Sunday, September 27, 2009

Gender and Culture

One of the things we keep discussing during our meetings is the idea of gender versus culture. Many other studies considering the gender divide in computer science have always analyzed based on gender differences. By making a "pink" computer science, many people have claimed is the best way to solve the computer science problem.

Such presents the question of why we have decided to look at culture rather than gender. In truth, my belief stems from the understanding that gender is a product of culture. The not so well understood distinction between sex and gender grows out of the fact that sex is the set of biological differences.
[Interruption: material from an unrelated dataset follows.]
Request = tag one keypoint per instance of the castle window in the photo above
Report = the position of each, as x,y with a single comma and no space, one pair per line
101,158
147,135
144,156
Gender on the other hand is the social construction of what makes men men and women women. I didn't feel I really understood the distinction myself until a couple years ago I read this piece by Kate Bornstein arguing that Wall-E is actually a lesbian love film.

When I had saw the film a couple weeks prior to the article I had left the movie, as I imagine many others did, assuming I just saw a male robot and a female robot love story. But what makes Wall-E a boy and Eve a girl? They don't have robo-genetalia. You can't calculate their hormone levels or whatever biological measure you believe separates men from women. How we see Wall-E and Eve are the superimposed impressions of what we expect from men and women.

As such, we can see gender as a construct but to see it as a real measure of how men and women behave we will only feed into and encourage stereotypes. Creating a "pink" computer science or a computer science targeting girls doesn't so much bridge a gender gap as it does reinforce gender constructs. By instead looking at culture, we can begin to ask more why questions. By looking at questions of culture we don't only bridge the gender gap but we diversify the computer science body. Any adjustments made when looking at culture will not only affect countless women, but countless men. By not narrowing ourselves to gender differences we can bridge other gaps along race and class lines.